Choreographing problems: expressive concepts in European contemporary dance

Abstract

This dissertation explores how a recent set of practices in contemporary choreography in Europe give rise to distinctive concepts of its own, concepts that account for processes of making, performing, and attending choreographic performances. The concepts express problems that distinguish the creation of seven works examined here. The problems posed by these choreographers critically address the prevailing regime of representation in theatrical dance, a regime characterized by an emphasis on bodily movement, identification of the human body, and the theater's act of communication in the reception of the audience. In the works considered here, the synthesis between the body and movement - as the relation of movement to the body as its subject or of movement to the object of dance - upon which modern dance is founded is broken. Choreographing problems, in the sense explored in this dissertation, involves composing these ruptures between movement, the body and duration in performance such that they engender a shock upon sensibility, one that inhibits recognition.
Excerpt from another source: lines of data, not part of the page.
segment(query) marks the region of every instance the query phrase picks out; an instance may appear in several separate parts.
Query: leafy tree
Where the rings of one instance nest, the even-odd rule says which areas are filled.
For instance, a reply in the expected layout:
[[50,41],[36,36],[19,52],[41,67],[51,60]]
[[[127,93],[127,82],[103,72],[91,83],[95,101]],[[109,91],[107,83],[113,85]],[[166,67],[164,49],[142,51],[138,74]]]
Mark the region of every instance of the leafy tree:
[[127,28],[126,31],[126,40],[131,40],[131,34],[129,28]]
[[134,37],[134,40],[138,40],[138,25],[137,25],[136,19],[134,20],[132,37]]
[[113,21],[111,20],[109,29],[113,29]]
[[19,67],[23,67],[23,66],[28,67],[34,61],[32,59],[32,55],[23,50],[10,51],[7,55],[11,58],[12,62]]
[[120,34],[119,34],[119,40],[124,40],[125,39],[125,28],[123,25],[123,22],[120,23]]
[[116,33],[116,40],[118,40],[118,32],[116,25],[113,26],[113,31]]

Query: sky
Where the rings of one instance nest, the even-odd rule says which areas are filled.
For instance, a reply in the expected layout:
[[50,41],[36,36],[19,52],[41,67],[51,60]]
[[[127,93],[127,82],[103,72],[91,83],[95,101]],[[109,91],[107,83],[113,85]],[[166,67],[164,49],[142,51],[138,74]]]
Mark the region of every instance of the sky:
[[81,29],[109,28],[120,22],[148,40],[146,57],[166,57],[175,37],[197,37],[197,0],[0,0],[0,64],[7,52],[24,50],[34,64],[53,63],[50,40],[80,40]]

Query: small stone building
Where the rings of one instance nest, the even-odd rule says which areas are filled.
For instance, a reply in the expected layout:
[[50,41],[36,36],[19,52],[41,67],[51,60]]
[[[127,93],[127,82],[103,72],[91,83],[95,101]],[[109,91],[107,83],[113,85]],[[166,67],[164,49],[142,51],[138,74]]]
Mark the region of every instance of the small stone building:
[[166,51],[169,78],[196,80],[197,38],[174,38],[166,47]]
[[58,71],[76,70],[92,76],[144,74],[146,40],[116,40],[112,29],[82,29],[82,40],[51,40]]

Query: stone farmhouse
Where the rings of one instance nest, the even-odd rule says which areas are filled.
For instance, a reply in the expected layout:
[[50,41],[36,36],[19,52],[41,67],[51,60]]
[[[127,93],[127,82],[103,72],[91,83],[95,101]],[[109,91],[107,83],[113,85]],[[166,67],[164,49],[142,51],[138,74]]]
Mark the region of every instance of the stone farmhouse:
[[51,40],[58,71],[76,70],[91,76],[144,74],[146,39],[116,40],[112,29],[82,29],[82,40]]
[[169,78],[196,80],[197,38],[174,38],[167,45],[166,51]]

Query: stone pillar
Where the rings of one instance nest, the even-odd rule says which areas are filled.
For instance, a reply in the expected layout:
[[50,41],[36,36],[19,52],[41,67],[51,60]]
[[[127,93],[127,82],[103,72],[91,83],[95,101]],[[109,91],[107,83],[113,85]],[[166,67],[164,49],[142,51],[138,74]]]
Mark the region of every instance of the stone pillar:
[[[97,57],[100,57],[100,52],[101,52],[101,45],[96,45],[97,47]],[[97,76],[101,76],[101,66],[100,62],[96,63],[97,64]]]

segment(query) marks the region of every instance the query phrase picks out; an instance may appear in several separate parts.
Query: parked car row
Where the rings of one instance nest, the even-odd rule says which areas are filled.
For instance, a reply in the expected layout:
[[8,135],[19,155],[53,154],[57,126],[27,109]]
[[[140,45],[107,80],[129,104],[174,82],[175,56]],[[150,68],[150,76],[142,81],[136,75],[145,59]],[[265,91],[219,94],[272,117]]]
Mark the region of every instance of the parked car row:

Thus problems "force" thinking as an exercise of the limits of sensibility that can be accounted for not by representation, but by the principle of expression that Gilles Deleuze develops from Spinoza'a philosophy. "Part-bodies", "part-machines", "movement-sensations", "headbox", "wired assemblings", "stutterances", "power-motion", "crisis-motion", "cut-ending", and "resonance" are proposed here as expressive concepts that account for the construction of problems and compositions that desubjectivize or disobjectivize relations between movement, body, and duration, between performing and attending performance. Developed through a careful analysis of how problems structure these performances, this thesis on expressive conceots further contributes to a redefinition of performance in general by making two additional claims. The first concerns the disjunction between making, performing and attending as three distinct modes of performance that involve divergent temporalities and processes. The second regards the shift from performance as the act in passing present towards the temporalization of performance qua process, where movement and duration are equated with ongoing transforation, a process that makes the past persist in the present.